アレルギーを信じない母だったが、ご飯とは言わず、餌を多少しか出さず、幸運な事にアレルギーの食品を多少食べるだけで良かった。しかし気道が腫れ上がり鼾が出てしまうので、寝る事は出来ず、眠い時は外で寝て、時計も無いから体で覚え、忘れて寝てしまった時は一日中外で放置された。
近所は、母に何らかの感情移入をして無視していた。だから信じる事は出来なかった。
しかし家の庭にあるベンチだけは、自分の心の拠り所。
そして、そのベンチは近所の子供が侵入して破壊し、寝る時は壁にもたれ座る様に寝たのであった。
幼稚園時代は酷くはなかったが物はよく奪われ、補聴器は頻繁に盗まれた。耳が聞こえなければバランス感覚も厳しく、真っ直ぐに走るのは難しい、盗んで、騙され、ガラスを割ったという冤罪も、給食を多く食べたという冤罪も、道具を盗んだという冤罪も。
居場所は無かった。
苦しくはなかった。
それが当然だった。だから今は殺意で生きている。不幸だった、周囲が精一杯苦しめようとした、その苦しめ方が阻害しあってやっと生きる事が出来た。
自分の幸運は、数個を除けばそれ以外は不幸の軽減でしかないらしい。
以上が5歳までの出来事である。

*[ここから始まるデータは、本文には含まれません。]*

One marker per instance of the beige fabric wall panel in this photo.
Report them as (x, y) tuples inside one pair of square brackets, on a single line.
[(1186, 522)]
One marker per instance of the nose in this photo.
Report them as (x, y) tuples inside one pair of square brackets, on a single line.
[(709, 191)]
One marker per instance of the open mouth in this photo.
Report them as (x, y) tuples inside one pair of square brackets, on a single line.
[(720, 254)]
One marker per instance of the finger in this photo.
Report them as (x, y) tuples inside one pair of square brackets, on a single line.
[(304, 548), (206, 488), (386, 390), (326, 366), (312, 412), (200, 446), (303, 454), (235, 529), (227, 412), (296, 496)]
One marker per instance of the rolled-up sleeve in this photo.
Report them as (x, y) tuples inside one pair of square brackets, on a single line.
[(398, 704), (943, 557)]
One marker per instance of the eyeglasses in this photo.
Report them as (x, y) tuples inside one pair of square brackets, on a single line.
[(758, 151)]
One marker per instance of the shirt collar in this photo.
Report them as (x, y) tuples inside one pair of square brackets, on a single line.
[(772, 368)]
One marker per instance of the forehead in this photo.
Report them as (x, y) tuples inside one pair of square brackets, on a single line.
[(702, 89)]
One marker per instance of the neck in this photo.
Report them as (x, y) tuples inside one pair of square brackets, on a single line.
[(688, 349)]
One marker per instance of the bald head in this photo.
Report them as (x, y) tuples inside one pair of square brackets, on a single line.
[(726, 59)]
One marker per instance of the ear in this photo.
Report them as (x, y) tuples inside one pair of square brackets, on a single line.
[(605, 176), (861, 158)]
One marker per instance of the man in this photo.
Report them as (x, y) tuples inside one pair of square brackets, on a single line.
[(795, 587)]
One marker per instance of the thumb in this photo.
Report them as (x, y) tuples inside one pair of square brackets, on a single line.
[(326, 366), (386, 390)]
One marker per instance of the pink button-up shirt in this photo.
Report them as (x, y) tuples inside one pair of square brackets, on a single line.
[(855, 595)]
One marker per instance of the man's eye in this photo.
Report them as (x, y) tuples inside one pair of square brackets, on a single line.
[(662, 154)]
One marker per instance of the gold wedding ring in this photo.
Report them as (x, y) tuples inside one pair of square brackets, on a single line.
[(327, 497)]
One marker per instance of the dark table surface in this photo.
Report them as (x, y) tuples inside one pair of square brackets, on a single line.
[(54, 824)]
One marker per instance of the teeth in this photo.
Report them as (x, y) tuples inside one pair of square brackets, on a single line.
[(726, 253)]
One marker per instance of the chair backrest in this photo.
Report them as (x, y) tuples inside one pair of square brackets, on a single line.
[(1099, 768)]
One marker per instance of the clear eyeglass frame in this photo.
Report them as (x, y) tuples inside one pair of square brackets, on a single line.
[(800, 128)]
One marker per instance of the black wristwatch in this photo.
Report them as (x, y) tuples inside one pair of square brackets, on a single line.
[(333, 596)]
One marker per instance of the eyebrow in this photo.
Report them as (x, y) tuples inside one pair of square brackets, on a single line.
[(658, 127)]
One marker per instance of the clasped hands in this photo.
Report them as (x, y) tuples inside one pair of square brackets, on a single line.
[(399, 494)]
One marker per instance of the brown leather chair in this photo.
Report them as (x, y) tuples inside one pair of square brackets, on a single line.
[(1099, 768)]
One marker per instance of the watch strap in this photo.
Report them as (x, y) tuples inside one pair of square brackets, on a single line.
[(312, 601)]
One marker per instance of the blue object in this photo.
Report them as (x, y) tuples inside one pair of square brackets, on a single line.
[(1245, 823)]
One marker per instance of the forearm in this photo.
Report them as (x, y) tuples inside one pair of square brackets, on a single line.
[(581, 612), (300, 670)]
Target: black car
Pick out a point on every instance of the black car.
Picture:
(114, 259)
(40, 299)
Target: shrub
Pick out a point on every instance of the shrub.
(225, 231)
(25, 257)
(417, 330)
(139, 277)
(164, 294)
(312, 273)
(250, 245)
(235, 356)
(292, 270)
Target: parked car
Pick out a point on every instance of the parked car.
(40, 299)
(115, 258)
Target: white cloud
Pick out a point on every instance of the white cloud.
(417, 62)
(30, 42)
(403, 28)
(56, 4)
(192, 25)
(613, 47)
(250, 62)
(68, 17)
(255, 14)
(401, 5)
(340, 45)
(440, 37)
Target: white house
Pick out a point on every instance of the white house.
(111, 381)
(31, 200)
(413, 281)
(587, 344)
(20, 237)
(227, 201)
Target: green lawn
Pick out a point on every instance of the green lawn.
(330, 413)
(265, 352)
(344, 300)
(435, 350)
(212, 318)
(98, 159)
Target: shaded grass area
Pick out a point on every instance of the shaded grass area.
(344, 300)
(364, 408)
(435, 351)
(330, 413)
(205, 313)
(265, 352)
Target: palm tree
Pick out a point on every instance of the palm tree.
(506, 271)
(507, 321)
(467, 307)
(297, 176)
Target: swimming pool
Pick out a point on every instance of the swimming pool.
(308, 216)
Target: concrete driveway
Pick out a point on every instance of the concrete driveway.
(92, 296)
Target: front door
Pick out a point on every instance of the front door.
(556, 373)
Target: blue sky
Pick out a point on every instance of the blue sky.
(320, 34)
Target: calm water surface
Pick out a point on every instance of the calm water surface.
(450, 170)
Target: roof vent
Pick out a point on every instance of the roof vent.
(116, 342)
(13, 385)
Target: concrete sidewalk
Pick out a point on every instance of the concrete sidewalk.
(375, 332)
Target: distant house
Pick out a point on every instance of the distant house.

覚えていない事も多い、良い記憶もないせいで覚えるという事を体が拒否していた。
分からない、覚えれない。
記憶と正気の二つから、自分は正気を選んだ。
不幸しかなかった当時に、自分は幸運を見出す事なく心を追い詰めた。
仲の良い友人もいたが、思い出せない。
彼は才能に満ちた人物だ、母親が私を捨てて彼を手にしようと毎日邪魔していた。嫉妬は無かった。寧ろ早く自分を捨てて欲しかった。
工場ばかりの自分の家には小さな草と石しかない。自然は無いし、コンクリートの川辺が一番整っている。
自分は他の親にとっては従順で可愛らしい子供だった。口数は増やせる程語彙が無く、助けを請う言葉も知らなかった。
親の評価だけが上がり続け、成績が平均の半分というレッテルだけが残った。親は頑張ったが先生は頑張らなかったとされ、その結果は当然だが、暴力として返ってきた。
全員、コンプレックスがあった。
全員、納得出来る理由があった。
だが、それはそれとして自分は殺意と憎悪を向け続ける。
自分にはコンプレックスというものは理解出来ても、コンプレックスになるものも与えられていない。
いつか殺すと胸に抱えて、どうせすぐに燃え尽きる命と知って、弾丸の様に止まる理由も無かった。